Ele é a partícula material mais abundante do Universo e, no rol dos objetos estudados pela ciência, ocupa o segundo lugar em abundância, depois do fóton (a partícula responsável pela interação eletromagnética, ou, simplificadamente, a partícula de luz). Pelo fato de não ser suscetível à interação eletromagnética nem à interação nuclear forte, é capaz de atravessar enormes extensões de matéria comum, mesmo os corpos mais compactos, sem que seu movimento seja barrado ou desviado.

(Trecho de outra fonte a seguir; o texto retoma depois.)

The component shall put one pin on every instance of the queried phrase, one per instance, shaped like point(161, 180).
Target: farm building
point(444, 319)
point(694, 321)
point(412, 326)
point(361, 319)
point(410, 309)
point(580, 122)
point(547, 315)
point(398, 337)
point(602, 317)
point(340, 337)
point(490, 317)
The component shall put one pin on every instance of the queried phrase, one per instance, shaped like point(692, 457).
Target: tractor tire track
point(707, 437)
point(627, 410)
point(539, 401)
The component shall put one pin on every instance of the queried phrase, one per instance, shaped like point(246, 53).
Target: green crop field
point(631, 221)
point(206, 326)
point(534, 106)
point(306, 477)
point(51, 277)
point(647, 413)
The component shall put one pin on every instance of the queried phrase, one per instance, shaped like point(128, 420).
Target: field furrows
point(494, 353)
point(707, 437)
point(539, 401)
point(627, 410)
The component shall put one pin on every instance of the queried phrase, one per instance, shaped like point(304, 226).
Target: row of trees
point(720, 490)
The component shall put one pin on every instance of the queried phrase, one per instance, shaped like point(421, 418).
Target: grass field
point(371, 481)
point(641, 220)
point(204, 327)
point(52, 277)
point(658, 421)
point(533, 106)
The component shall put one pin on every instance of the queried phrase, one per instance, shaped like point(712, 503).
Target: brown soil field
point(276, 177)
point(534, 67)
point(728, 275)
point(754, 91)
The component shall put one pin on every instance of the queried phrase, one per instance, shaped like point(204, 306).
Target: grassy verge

No chamado modelo-padrão da física de partículas, o neutrino faz parte da família dos léptons. E, para cada lépton eletricamente carregado (o elétron, o múon e o tau), existe um tipo de neutrino correspondente. Assim, há três tipos ou “sabores” conhecidos de neutrinos: o neutrino do elétron, o neutrino do múon e o neutrino do tau. A transformação de um tipo ou “sabor” em outro, chamada de “oscilação dos neutrinos”, prevista pelo físico italiano Bruno Pontecorvo (1913-1993), foi confirmada pelos experimentos realizados nos observatórios SNO (Canadá) e Super-Kamiokande (Japão).

Essa “oscilação” ocorre espontaneamente durante a propagação da partícula pelo espaço e poderia fornecer a chave para a compreensão de um fenômeno denominado “violação da simetria de carga-paridade dos léptons” (charge-parity violation ou CPV). Segundo o modelo hegemônico sobre a formação do Universo, foi essa “violação de simetria” que produziu, logo depois do Big Bang, um pequeno excedente de matéria em relação à antimatéria. E é esse excedente que compõe, atualmente, o Universo conhecido.

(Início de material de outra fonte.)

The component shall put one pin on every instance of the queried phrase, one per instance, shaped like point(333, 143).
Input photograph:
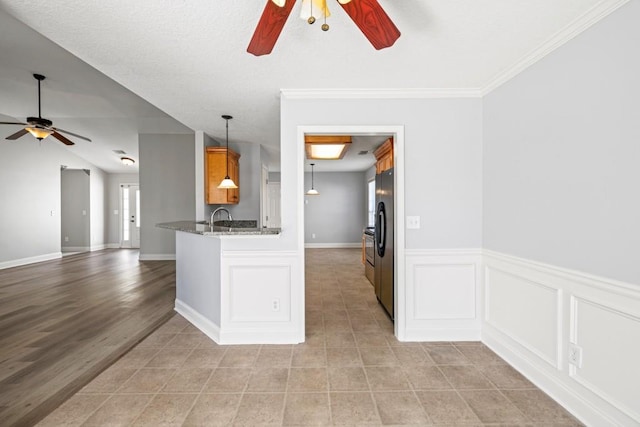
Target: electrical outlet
point(575, 355)
point(413, 222)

Os experimentos SNO e Super-Kamiokande confirmaram também outra antecipação de Pontecorvo, demonstrando que o neutrino tem massa. Na verdade, a oscilação só é possível devido à existência da massa, pois apenas partículas massivas podem oscilar. Embora a massa de cada neutrino seja muito pequena, existem tantos neutrinos no Universo que a massa total se torna bastante relevante. Por isso, os neutrinos são considerados, atualmente, candidatos a compor, junto com outras partículas exóticas, a chamada “matéria escura”.

A compreensão da violação da simetria de carga-paridade dos léptons e a investigação da composição da matéria escura são dois dos principais objetivos do megaprojeto Dune. Adicionalmente, o experimento poderá responder a muitas outras perguntas – entre elas, as relativas à formação dos buracos negros.

Um dos principais alvos do Dune no estudo da violação da simetria será comparar o padrão de oscilação dos neutrinos com o padrão de oscilação dos antineutrinos – as antipartículas dos neutrinos que se distinguem destes por seu spin ter sentido horário em vez de anti-horário, quando observado no eixo do movimento. Se esses padrões não forem rigorosamente simétricos, o experimento fornecerá aos pesquisadores uma prova concreta da violação. Por outro lado, existe também a possibilidade de o neutrino ser sua própria antipartícula, caso em que constituiria um exemplo concreto de uma classe hipotética de partículas denominadas “férmions de Majorana” (previstos teoricamente pelo grande físico italiano Ettore Majorana em 1937).

Oito curiosidades sobre os neutrinos

1- Neutrinos têm carga elétrica nula e massa muito pequena (pelo menos seis ordens de grandeza menor do que a massa do elétron).

2- Como consequência da baixíssima massa, sua velocidade é muito próxima da velocidade da luz.

3- Os três tipos de neutrinos conhecidos experimentam apenas a ação das forças fraca e gravitacional.

4- São as mais numerosas partículas com massa da matéria comum.

5- São produzidos em função do chamado decaimento beta por diversas fontes: aceleradores, reatores nucleares, estrelas etc. O ser humano também emite neutrinos!

6- Devido à baixa probabilidade de interação, é estimado que apenas um neutrino proveniente do Sol deva interagir com uma pessoa em toda a sua vida, apesar do fluxo dessas partículas na Terra ser da ordem de 100 bilhões por centímetro quadrado por segundo.

7- Atualmente são conhecidos três tipos (ou sabores) de neutrinos. Ao se propagar ao longo do espaço, o neutrino pode oscilar entre esses tipos.

8- Há hipóteses de que possa haver mais sabores. Em particular, há predições teóricas que apontam para a existência do chamado neutrino estéril, que só interagiria por meio da força gravitacional.